Additional information:
The laurel family contains many aromatic tree and shrub genera from the tropical and warm temperate regions of the world. Although fossil records show sassafras once was widely distributed throughout the Northern Hemisphere, only two species currently exist: our native American species and an east Asian species.

The name sassafras was derived from the Spanish word salsafras, referring to the tree's alleged medicinal value. The specific epithet, albidum, refers to the light or whitish color of the undersides of leaves.

Oil extracts of sassafras roots and bark were used extensively by Native Americans, and the first European explorers felt sure sassafras was the miracle cure-all of the New World.

The Creole spice filé includes dried sassafras leaves ground to a fine powder.
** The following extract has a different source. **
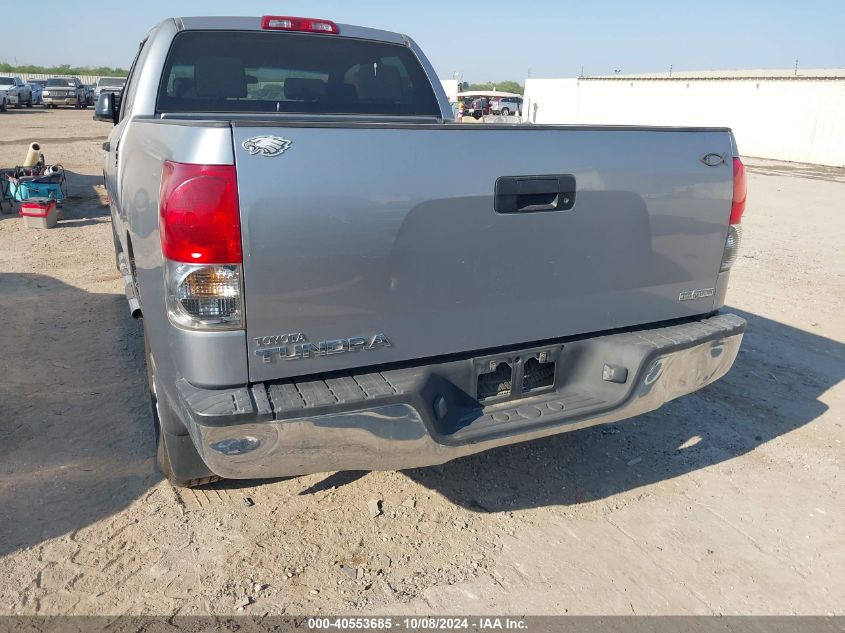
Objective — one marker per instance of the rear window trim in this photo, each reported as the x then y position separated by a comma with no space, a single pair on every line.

It gives gumbo its unique consistency.

Sassafras roots exude chemicals that may kill other plants within its root zone (allelopathic).

Starting as early as 1584 English explorers were sent to the New World to locate and procure sassafras. Although its medicinal value proved disappointing, oils extracted from the spicy, pleasant-tasting root bark and twigs have been used to flavor tea, root beer and candy and for scenting perfume and soap. However, the oil contains safrole, which has been shown to be carcinogenic in rats and mice. The Food and Drug Administration has prohibited the use of oil of safrole and sassafras bark in food, but permits use of edible spices, which contain very small amounts of safrole.

Large nursery stock and trees collected from the wild do not transplant well. Container-grown nursery stock is preferred for transplanting. An alternative is to collect and grow sassafras from seed or root cuttings and transplant while still relatively small.

Sassafras is common in Kentucky and is one of the first trees to grow in abandoned fields (with the help of visiting birds that love to eat the tree's fruit). Owensboro, Ky., is home to the national champion, a 78-foot-tall sassafras with a 69-foot spread.